The present experiments studied the effects of cholinergic agonists and antagonists on the spontaneous and acoustic-evoked discharge of auditory cortical neurons and examined whether these effects were mediated by muscarinic cholinergic receptors. A primary focus of this report is the analysis of specific effects of these agents on the spontaneous and tone-evoked discharge and on different temporal components of the evoked discharge. Single neurons were recorded in the auditory cortex of chronically prepared, awake cats with multibarrel micropipette electrodes. The responses to acoustic stimuli were obtained before, during, and following continuous ejection of cholinergic agonist or antagonists by micropressure. The mean rate of discharge of the neurons was analyzed quantitatively for spontaneous discharge and for different peaks of the tone-evoked PSTH corresponding to tone "on," "through," and "off" responses. Acetylcholine (ACh) and acetyl-beta-methacholine (MCh) produced significant effects on spontaneous activity in 72% and 68% of neurons tested, respectively. Tone-evoked responses were effected in 92% and 82% of cells tested, respectively. The ability of these agonists to modify spontaneous or evoked activity was dose-dependent. Agonist effects on spontaneous and evoked activity were often different in the same cell; however, effects on spontaneous activity did predict effects on "through" responses. The most common effect of ACh or MCh on evoked activity was facilitation of the tone "on" response.
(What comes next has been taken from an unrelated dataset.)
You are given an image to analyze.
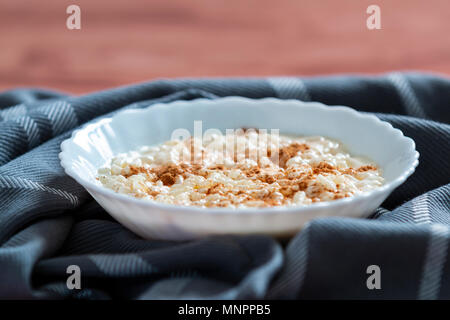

For neurons with multicomponent discharge patterns in response to tones, the agonists had nonuniform effects on different response components. However, the effects of ACh on the "on" and "off" responses covaried. Hence cholinergic agonists produce heterogeneous, selective effects on different components of the responses of auditory cortical neurons rather than simple increases or decreases in discharge level. The effects of cholinergic agonists were modified in the presence of atropine. The effects of MCh were blocked by atropine in a higher proportion of cases than those of ACh.